[PW] The good of the many

Simon Cauchi simon.cauchi at xtra.co.nz
Sat Mar 15 11:06:39 PDT 2008


On 16/03/2008, at 3:31 AM, Jeanne Schramm wrote:

> Here is a quote contained within Summa Theologica (St. Thomas Aquinas):
> "The good of the many is more of the godlike than the good of the
> individual."    (Quoting the "Philosopher")
> http://www.sacred-texts.com/chr/aquinas/summa/sum398.htm

The "Philosopher" being Aristotle.

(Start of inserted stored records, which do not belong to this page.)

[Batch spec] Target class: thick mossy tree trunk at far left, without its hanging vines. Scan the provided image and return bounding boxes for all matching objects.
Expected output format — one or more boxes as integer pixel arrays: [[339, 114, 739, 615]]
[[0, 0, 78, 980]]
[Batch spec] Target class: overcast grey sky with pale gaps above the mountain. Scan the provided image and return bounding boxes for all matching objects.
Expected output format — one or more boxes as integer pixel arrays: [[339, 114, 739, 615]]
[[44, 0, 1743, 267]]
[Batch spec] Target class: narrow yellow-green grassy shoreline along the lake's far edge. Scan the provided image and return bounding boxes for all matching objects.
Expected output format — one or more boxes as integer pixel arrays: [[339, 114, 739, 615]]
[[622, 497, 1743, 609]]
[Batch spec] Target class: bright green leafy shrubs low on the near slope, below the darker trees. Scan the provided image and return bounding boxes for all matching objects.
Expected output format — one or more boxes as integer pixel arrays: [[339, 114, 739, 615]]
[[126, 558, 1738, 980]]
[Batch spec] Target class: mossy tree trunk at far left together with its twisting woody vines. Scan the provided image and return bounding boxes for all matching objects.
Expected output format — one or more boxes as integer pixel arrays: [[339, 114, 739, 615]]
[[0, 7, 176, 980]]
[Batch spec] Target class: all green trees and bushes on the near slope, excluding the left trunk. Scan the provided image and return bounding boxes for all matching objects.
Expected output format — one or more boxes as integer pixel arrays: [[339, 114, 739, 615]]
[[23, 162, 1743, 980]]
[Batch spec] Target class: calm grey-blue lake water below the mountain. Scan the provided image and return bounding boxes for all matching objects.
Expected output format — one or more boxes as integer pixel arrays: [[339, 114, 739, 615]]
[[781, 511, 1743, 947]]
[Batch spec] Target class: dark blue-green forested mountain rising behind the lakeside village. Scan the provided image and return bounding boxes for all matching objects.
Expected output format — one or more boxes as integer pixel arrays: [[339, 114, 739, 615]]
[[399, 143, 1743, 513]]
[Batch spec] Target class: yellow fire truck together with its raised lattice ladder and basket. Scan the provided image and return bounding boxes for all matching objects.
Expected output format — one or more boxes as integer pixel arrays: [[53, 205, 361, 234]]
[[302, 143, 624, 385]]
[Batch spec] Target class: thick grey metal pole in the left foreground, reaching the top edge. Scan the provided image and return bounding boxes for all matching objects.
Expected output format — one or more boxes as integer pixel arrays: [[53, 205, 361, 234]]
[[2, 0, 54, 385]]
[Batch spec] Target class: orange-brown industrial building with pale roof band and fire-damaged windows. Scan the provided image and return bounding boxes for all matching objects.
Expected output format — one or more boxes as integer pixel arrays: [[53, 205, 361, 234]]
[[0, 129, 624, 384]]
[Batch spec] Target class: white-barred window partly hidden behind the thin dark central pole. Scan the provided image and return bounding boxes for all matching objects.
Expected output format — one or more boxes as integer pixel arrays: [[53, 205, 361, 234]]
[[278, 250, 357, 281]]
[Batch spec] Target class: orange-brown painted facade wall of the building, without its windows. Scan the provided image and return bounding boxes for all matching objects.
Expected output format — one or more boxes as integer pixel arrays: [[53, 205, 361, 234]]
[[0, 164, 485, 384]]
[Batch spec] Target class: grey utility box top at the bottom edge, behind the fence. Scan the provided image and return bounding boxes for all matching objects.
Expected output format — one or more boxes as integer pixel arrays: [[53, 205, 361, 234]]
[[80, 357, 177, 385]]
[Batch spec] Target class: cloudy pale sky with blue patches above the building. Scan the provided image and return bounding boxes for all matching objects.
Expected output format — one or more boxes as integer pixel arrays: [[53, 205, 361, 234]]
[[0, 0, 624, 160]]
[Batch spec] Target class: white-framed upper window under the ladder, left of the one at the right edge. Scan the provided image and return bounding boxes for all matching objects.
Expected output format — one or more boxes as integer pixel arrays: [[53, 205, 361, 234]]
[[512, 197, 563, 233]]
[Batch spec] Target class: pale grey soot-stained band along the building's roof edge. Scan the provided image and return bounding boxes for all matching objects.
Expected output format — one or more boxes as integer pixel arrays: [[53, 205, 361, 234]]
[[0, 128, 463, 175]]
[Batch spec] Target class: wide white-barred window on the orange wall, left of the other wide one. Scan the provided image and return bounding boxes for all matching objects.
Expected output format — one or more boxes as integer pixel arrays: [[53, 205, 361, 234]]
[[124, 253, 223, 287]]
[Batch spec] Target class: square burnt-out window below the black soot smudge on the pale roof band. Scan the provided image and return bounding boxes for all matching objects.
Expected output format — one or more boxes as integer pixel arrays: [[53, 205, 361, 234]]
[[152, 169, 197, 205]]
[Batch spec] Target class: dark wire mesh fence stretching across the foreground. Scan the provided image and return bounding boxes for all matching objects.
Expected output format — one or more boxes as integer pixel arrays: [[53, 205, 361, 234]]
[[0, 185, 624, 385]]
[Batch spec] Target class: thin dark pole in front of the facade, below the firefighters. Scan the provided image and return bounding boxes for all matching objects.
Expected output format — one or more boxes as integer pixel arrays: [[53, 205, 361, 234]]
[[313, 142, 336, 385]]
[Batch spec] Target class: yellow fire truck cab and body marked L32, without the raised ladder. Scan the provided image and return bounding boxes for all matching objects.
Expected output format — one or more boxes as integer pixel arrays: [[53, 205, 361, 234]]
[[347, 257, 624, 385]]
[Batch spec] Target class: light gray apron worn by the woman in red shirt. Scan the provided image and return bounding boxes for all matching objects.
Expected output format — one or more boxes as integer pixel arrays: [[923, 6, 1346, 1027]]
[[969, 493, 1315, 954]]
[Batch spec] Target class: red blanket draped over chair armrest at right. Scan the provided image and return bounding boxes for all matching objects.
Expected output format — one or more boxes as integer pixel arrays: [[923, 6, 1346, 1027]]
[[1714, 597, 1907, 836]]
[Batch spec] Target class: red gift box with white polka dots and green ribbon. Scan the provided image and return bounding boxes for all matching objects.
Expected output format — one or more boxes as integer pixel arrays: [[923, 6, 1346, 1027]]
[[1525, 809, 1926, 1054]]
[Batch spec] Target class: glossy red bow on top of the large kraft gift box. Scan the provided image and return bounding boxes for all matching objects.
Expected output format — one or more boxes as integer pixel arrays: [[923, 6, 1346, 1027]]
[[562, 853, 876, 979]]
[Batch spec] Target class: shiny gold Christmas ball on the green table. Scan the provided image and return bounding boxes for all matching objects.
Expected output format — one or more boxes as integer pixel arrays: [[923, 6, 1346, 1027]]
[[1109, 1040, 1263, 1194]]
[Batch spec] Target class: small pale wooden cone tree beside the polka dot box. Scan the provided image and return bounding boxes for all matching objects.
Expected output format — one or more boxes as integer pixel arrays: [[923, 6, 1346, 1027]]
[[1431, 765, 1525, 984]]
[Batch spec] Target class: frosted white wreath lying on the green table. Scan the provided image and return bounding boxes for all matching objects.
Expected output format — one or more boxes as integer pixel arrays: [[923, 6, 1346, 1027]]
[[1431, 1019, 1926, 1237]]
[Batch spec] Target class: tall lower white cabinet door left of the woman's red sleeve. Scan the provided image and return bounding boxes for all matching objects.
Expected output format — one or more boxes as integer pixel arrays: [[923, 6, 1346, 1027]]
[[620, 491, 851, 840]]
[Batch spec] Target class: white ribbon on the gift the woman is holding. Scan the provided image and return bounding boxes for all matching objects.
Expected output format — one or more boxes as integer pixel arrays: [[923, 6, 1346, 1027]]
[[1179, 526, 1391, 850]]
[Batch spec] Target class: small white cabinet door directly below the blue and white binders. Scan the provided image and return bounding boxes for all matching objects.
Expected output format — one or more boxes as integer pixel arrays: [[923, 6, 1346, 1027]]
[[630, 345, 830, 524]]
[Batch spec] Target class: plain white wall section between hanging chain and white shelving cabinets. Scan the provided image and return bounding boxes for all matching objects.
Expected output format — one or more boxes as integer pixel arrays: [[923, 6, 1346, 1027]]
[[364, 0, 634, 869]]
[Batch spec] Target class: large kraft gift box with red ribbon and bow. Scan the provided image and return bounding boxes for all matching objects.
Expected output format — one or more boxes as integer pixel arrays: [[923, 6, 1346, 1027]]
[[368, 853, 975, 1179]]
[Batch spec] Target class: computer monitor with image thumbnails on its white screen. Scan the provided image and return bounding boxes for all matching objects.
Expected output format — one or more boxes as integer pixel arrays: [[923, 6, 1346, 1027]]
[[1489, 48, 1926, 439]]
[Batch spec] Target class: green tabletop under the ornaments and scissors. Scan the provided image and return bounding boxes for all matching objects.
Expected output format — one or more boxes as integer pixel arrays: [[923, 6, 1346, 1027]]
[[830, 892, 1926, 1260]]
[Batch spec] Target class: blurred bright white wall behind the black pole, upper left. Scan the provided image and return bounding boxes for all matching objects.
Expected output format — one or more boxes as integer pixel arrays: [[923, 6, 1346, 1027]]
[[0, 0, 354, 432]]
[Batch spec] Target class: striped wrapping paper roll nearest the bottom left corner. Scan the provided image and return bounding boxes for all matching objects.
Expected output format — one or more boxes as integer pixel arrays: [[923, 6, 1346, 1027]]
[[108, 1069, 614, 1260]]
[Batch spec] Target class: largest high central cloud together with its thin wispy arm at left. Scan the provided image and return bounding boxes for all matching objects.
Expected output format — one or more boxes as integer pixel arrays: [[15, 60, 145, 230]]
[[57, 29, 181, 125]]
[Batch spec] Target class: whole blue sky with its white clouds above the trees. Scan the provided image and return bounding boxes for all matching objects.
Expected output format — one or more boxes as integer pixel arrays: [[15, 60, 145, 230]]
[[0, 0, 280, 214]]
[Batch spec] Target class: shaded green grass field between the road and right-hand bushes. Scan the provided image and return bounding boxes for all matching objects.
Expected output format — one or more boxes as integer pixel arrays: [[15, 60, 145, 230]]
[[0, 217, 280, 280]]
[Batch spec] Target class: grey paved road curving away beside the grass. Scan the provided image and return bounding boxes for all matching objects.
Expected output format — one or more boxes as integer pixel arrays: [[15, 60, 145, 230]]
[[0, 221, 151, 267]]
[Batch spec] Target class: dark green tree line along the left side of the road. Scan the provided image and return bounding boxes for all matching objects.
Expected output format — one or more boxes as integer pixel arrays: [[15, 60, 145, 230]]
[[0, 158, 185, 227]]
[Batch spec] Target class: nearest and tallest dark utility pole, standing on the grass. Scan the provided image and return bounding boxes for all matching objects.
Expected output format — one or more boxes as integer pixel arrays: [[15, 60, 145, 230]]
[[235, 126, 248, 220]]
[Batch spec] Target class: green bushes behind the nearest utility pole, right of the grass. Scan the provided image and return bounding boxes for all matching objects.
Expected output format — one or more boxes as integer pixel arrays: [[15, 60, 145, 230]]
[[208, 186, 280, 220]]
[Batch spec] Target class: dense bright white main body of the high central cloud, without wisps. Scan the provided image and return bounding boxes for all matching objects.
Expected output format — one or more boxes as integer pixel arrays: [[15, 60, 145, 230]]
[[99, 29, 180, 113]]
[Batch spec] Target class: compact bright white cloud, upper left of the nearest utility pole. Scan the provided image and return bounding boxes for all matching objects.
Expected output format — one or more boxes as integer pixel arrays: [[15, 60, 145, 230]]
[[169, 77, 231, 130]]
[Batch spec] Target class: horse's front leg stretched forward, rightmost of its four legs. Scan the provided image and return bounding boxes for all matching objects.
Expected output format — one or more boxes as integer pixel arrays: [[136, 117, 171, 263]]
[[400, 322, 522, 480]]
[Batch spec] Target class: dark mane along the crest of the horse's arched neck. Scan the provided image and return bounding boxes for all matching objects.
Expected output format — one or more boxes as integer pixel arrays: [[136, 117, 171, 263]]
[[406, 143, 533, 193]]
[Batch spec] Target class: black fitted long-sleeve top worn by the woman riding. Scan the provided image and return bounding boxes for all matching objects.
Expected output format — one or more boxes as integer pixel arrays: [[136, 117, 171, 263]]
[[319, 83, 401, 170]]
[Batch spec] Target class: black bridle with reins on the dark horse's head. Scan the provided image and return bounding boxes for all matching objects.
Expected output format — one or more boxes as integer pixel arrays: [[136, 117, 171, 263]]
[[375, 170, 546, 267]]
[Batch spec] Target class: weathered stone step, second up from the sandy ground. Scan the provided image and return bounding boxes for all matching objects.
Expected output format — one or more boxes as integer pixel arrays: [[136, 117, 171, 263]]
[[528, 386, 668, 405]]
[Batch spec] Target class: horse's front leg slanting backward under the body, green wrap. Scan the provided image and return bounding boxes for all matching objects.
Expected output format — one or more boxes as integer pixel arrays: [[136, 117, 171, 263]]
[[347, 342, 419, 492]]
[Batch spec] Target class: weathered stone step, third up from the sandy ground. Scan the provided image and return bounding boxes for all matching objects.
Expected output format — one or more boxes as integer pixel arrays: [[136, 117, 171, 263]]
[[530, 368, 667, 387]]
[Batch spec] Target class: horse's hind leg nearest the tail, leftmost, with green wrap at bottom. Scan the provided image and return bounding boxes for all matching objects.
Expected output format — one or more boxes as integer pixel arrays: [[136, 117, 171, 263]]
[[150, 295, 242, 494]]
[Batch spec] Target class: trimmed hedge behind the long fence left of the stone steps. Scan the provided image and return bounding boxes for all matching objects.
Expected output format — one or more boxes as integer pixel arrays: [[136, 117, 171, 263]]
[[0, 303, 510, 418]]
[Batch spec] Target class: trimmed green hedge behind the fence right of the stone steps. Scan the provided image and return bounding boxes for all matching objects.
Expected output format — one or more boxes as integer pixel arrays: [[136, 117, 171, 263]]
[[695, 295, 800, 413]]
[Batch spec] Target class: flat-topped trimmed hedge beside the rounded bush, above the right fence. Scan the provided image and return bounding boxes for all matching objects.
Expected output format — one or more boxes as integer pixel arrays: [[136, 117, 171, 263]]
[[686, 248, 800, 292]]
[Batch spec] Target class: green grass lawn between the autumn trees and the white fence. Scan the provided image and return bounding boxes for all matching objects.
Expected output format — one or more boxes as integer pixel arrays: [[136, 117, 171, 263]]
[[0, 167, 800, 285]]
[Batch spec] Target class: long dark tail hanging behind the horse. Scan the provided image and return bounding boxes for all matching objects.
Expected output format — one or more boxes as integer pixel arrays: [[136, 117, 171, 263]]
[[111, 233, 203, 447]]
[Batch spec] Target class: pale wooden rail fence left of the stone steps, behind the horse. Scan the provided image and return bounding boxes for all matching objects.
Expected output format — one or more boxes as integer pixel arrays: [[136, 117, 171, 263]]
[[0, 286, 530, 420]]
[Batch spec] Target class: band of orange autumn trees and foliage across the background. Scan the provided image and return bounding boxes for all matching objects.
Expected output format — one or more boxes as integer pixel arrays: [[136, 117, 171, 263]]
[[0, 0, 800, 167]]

Aquinas is citing the Nichomachean 
Ethics, Book I, Chapter 2. See the last sentence but one.

Book 1, Chapter 2

If, then, there is some end of the things we do, which we desire for 
its own sake (everything else being desired for the sake of this), and 
if we do not choose everything for the sake of something else (for at 
that rate the process would go on to infinity, so that our desire would 
be empty and vain), clearly this must be the good and the chief good. 
Will not the knowledge of it, then, have a great influence on life? 
Shall we not, like archers who have a mark to aim at, be more likely to 
hit upon what is right? If so, we must try, in outline at least, to 
determine what it is, and of which of the sciences or capacities it is 
the object. It would seem to belong to the most authoritative art and 
that which is most truly the master art. And politics appears to be of 
this nature; for it is this that ordains which of the sciences should 
be studied in a state, and which each class of citizens should learn 
and up to what point they should learn them; and we see even the most 
highly esteemed of capacities to fall under this, e.g. strategy, 
economics, rhetoric; now, since politics uses the rest of the sciences, 
and since, again, it legislates as to what we are to do and what we are 
to abstain from, the end of this science must include those of the 
others, so that this end must be the good for man. For even if the end 
is the same for a single man and for a state, that of the state seems 
at all events something greater and more complete whether to attain or 
to preserve; though it is worth while to attain the end merely for one 
man, it is finer and more godlike to attain it for a nation or for 
city-states. These, then, are the ends at which our inquiry aims, since 
it is political science, in one sense of that term.